Kent-School-Of-Law-Project
Abstract
The main propose of this project is to work among a huge data set from the Legal project of the Kent School of Law in order to find pattern through this data and analyze potential verdict from cases. The Legal project team of the Kent School of law will try to find a pattern in past judge verdict based on several criteria in order to link a judge to a specific class regarding the profile of the defendant. The Legal project team asked for help from Illinois Institute of technology students in order to bring data science knowledge and practice inside their project in order to understand what can be made for their project and study potentials from this idea.
I. OVERVIEW
A - What we seek to address
Through this project, the Advance Data Mining project team will tend to help the Kent School of Law project team to understand what can be made from judgment data in order to find pattern thanks to text processing.
B - Methodology
The IIT team will tend to understand the data first of all. After an overall understanding of the data set and cleaning the data set, we will find the most representative feature in each observation in the API and the database. We have, through this project, to improve the process of identifying the opinion (decision of the court) and citations (there can be more than one for each opinion). We will work on data overview thanks to representation as a graph of opinion and citations.
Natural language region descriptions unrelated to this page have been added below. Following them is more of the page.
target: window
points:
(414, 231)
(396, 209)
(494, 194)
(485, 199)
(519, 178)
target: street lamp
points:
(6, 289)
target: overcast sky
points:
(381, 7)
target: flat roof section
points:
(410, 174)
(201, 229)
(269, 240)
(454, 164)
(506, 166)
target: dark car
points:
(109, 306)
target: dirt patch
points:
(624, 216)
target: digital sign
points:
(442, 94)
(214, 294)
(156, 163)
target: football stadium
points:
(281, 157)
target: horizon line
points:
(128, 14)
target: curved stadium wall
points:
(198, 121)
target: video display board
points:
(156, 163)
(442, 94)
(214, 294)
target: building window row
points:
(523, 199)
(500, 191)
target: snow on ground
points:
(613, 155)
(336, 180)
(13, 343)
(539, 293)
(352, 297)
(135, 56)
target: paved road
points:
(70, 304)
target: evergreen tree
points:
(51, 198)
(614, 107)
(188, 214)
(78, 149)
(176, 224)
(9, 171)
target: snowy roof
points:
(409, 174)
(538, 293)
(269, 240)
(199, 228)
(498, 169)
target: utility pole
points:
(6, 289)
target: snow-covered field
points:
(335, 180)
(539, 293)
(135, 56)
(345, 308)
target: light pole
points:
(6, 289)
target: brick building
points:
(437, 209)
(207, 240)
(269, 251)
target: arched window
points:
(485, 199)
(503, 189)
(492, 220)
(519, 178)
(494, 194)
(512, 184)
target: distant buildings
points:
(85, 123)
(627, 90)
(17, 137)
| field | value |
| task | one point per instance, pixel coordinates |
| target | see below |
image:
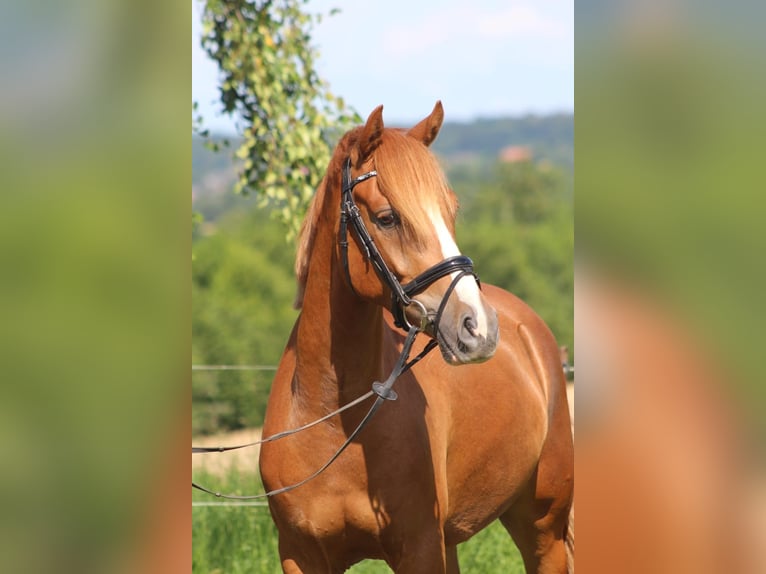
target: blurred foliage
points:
(268, 80)
(515, 222)
(242, 293)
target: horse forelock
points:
(413, 182)
(409, 176)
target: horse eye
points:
(387, 219)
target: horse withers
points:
(480, 433)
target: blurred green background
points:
(514, 180)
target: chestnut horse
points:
(479, 433)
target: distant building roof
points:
(515, 154)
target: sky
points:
(481, 58)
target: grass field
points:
(243, 540)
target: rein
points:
(402, 296)
(384, 392)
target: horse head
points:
(408, 211)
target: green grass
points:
(243, 540)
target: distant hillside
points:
(548, 137)
(481, 141)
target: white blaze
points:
(466, 291)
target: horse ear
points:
(369, 139)
(427, 130)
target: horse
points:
(478, 432)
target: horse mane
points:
(408, 175)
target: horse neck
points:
(339, 336)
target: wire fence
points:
(568, 371)
(234, 368)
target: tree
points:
(269, 82)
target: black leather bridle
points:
(401, 295)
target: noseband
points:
(401, 295)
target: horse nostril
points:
(469, 323)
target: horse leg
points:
(453, 567)
(425, 555)
(539, 529)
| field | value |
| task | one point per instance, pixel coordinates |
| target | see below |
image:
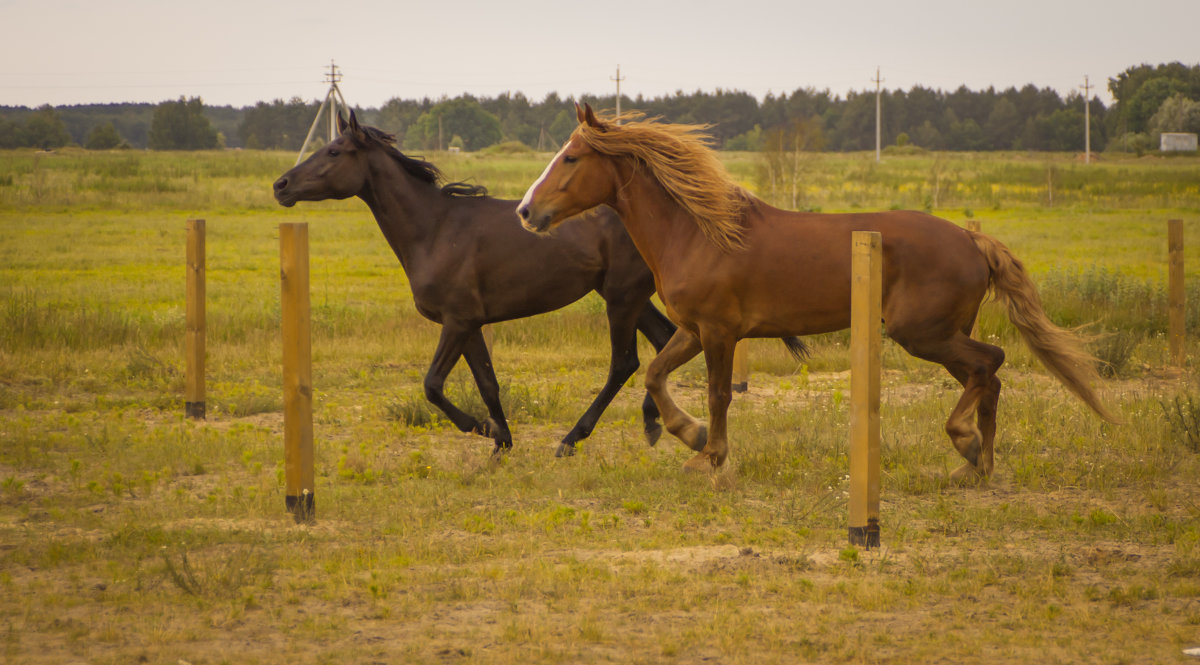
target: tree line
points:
(1147, 100)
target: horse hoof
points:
(967, 474)
(701, 463)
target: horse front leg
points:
(450, 348)
(623, 363)
(719, 360)
(681, 348)
(480, 363)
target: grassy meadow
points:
(130, 534)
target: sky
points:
(241, 52)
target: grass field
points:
(129, 534)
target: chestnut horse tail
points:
(1060, 351)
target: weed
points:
(1182, 417)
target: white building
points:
(1177, 142)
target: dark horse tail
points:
(1060, 351)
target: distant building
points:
(1177, 142)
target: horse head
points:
(577, 179)
(336, 171)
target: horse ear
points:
(588, 117)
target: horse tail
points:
(1060, 351)
(797, 347)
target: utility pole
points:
(618, 79)
(877, 123)
(1087, 120)
(333, 99)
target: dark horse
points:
(727, 265)
(457, 245)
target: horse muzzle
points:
(286, 198)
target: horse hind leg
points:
(971, 425)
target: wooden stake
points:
(298, 455)
(865, 342)
(1176, 293)
(195, 348)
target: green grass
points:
(131, 534)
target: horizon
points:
(237, 54)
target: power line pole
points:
(333, 99)
(1087, 120)
(618, 79)
(877, 123)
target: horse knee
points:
(433, 387)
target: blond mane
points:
(679, 157)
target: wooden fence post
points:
(865, 316)
(1176, 292)
(298, 454)
(193, 343)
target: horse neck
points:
(657, 223)
(405, 208)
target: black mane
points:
(420, 169)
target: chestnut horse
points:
(727, 265)
(457, 246)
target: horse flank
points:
(681, 160)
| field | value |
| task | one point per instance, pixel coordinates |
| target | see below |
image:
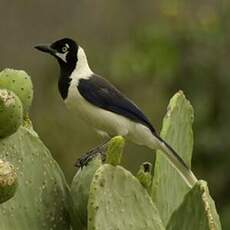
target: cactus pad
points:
(11, 114)
(8, 181)
(41, 200)
(168, 187)
(80, 193)
(196, 212)
(20, 83)
(118, 201)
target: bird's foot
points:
(88, 156)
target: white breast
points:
(98, 118)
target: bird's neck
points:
(80, 70)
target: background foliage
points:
(149, 49)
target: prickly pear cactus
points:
(42, 197)
(115, 198)
(11, 113)
(168, 188)
(179, 207)
(20, 83)
(41, 200)
(8, 181)
(103, 196)
(80, 193)
(197, 207)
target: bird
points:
(103, 107)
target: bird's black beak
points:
(46, 49)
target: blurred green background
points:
(148, 49)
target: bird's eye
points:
(64, 49)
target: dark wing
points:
(103, 94)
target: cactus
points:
(20, 83)
(197, 208)
(117, 200)
(41, 200)
(10, 113)
(80, 193)
(8, 181)
(103, 196)
(144, 175)
(168, 188)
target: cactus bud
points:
(144, 175)
(115, 150)
(10, 113)
(20, 83)
(8, 181)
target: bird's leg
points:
(88, 156)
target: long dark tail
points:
(177, 162)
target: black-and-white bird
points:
(103, 106)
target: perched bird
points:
(96, 101)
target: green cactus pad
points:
(11, 114)
(115, 150)
(169, 188)
(118, 201)
(196, 212)
(41, 200)
(20, 83)
(80, 193)
(144, 175)
(8, 181)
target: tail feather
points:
(178, 163)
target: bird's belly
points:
(98, 118)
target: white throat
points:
(82, 69)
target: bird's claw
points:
(91, 154)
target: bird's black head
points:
(65, 51)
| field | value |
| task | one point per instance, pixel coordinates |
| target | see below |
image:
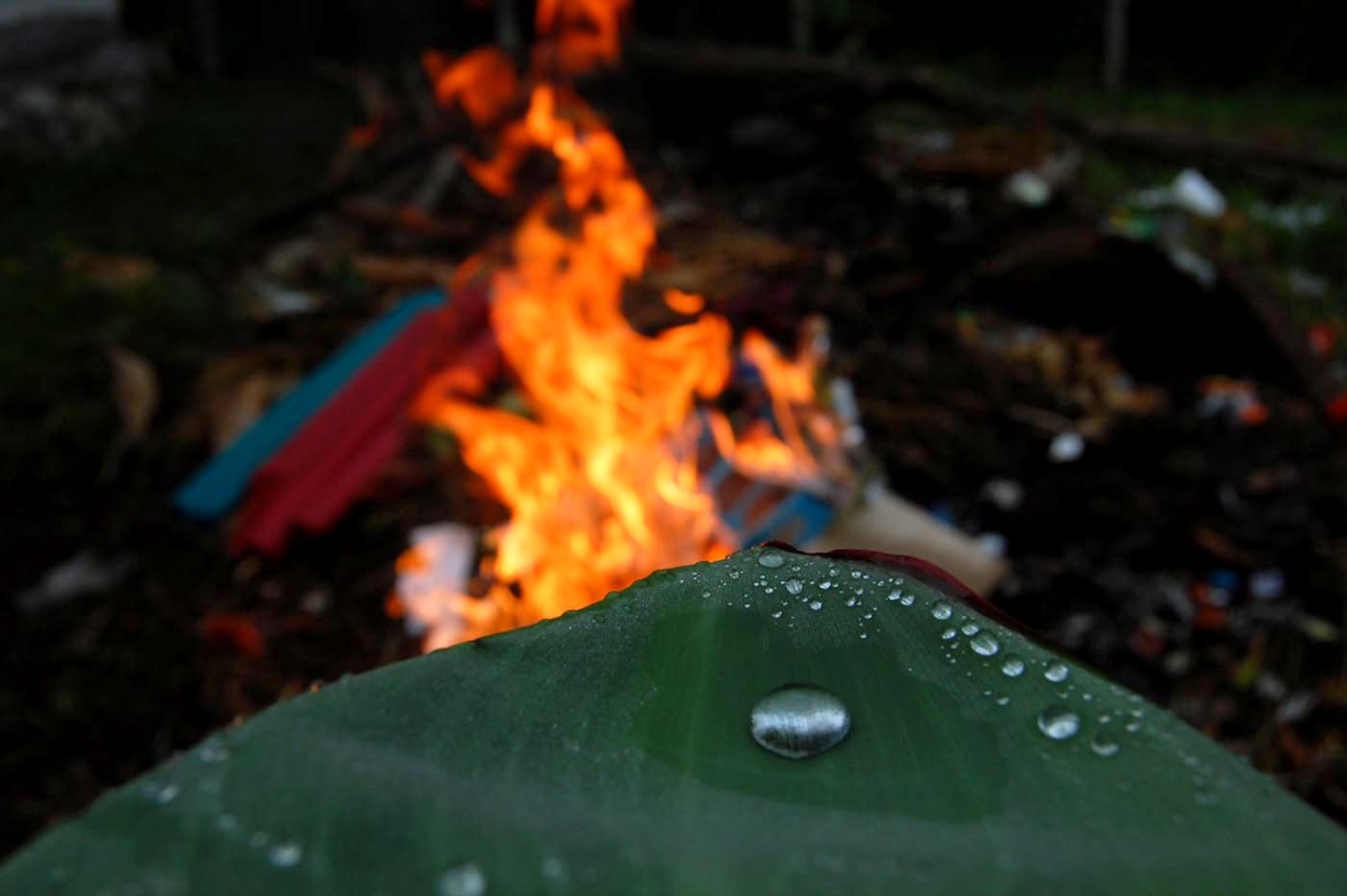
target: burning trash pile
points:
(617, 451)
(570, 385)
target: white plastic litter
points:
(1195, 194)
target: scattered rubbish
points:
(1193, 264)
(135, 388)
(884, 522)
(271, 299)
(1268, 585)
(1298, 707)
(1195, 194)
(1066, 448)
(221, 483)
(1028, 188)
(85, 573)
(993, 543)
(1007, 495)
(1234, 400)
(236, 632)
(433, 577)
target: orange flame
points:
(603, 479)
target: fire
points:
(603, 476)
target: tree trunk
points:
(1115, 45)
(802, 26)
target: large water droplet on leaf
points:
(985, 645)
(1059, 724)
(799, 721)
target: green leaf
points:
(611, 752)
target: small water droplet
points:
(465, 880)
(1206, 796)
(213, 752)
(286, 855)
(799, 721)
(1104, 745)
(554, 869)
(1059, 724)
(985, 645)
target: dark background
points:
(1217, 45)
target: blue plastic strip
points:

We will try to find the best model in order find patterns in our dataset based on what we studied during our Data Mining course but also with personal knowledge which we acquired during.
II. DATA OVERVIEW
A - Data source
The dataset can be found by calling an API form the Legal Project team. The data is open source and can be found in the GitHub repository: https://github.com/freelawproject/ reporters-db. Each observation is represented as a JSON object and can be obtained by calling the "courtlistener" API with the judgment ID as a parameter: https:// www.courtlistener.com/api/rest/v3/clusters/107252/
B - Data structure
The data base is composed of opinions, published documents from the court. Some of those documents may contain more that one opinion. One opinion is an official decision from the court, there can be one or more concurring or dissenting opinions, the most important features for each opinion is the authorship and citations. There are 4,085,026 opinions on JSON documents representation (from the supreme court dataset) composed of 22 features, some will not be used for data analysis such as resource_uri, absolute_url.